Он обернулся и уставился на миссис Бьюнс.

— И ты! — Локли уронил голову на руки и простонал: — Я уже сам не знаю, на каком свете живу…

Барак был поражен таким искренним, почти детским всплеском эмоций. Этель Бьюнс стояла, поджав губы, в глазах ее блестели слезы.

— Что вы скрываете, мастер Локли? — мягко спросил я. — Расскажите, и, возможно, вам станет легче.

— Он ничего не знает, сэр, уверяю вас, — сказала миссис Бьюнс. — Видели бы вы, в каком состоянии он находился, когда я его подобрала! Последние деньги пропивал. Фрэнсис не такой сильный, каким кажется.

Локли внезапно вскочил на ноги, да так резко, что стул с грохотом полетел на пол.

— Убирайтесь отсюда! Убирайтесь оба!

— Если вы не ответите мне, вас могут арестовать, бросить в темницу, и там вас будут допрашивать уже совсем по-другому, — ровным голосом сообщил я.

— Валяйте, арестовывайте! Мне наплевать! К черту вас всех! Я возвращаюсь к своим клиентам!

Он направился к двери. Барак сделал движение, намереваясь преградить ему путь, но я отрицательно качнул головой. Локли вышел, двигаясь необычайно быстро для человека его комплекции. Миссис Бьюнс помялась и подняла на меня умоляющий взгляд.

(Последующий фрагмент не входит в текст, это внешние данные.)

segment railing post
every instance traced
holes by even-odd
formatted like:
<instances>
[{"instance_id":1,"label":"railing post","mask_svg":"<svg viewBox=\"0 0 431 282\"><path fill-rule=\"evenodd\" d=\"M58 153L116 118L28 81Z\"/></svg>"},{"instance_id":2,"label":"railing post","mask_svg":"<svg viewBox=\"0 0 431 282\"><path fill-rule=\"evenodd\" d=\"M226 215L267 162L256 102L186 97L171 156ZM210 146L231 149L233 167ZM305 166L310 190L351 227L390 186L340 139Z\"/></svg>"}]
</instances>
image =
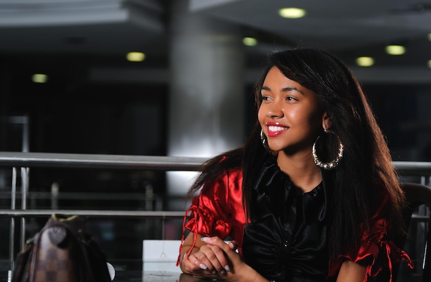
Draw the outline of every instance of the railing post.
<instances>
[{"instance_id":1,"label":"railing post","mask_svg":"<svg viewBox=\"0 0 431 282\"><path fill-rule=\"evenodd\" d=\"M15 200L17 199L17 168L12 168L12 185L11 185L11 194L10 194L10 209L15 210ZM10 217L10 230L9 232L9 259L10 261L10 268L14 269L14 245L15 237L15 219L14 217Z\"/></svg>"}]
</instances>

— Фрэнсис не очень крепок на голову, сэр. То, что он говорит, — правда. Его действительно всю жизнь унижали люди, считавшие себя лучше его.

— Так поступает большинство, — неприветливо отозвался Барак.

— Но Фрэнсис не выносит этого, такое обращение дурно действует на него. Я пыталась помочь ему, но, по-моему, все закончилось тем, что он стал видеть во мне еще одного… мучителя. Но ведь это не так.

Женщина беспомощно посмотрела на нас.

— Ладно, мадам, оставьте нас пока, — велел я.

Когда она вышла, Барак категорично заявил:

— Его надо арестовать.

Я вздохнул.

— У нас нет на это полномочий. Мы расскажем о том, что произошло, Харснету, и, я уверен, он сегодня же, как только таверна закроется, пришлет сюда людей.

— А может, он тот, кого мы ищем? — спросил Барак. — Большинство людей покрылись бы холодным потом, если бы им пригрозили арестом, а этому хоть бы хны. Даже его женщина сказала, что он не в своем уме.

Я покачал головой.

— Держать таверну — хлопотное дело, и вряд ли у него получилось бы совершить все то, что сделал убийца, так, чтобы о том не прознала миссис Бьюнс. Кроме того, я не могу представить его убивающим Роджера и других. Просто не могу.

— Откуда вам знать?

Я пристально посмотрел на своего помощника.

— Если Локли действительно убийца, неужели ты думаешь, что он дастся нам живым? Нет, пусть с ним разбирается Харснет.

Глава 27

Из Смитфилда мы решили отправиться прямиком в Вестминстер, поскольку это будет быстрее, чем гнать лошадей домой, а потом искать лодку и плыть по реке. Миновав Холборн и проехав через поля, мы срезали путь и оказались на Друри-лейн. На лужайке резвились заяц и зайчиха, в упоении прыгая в своем незатейливом брачном танце.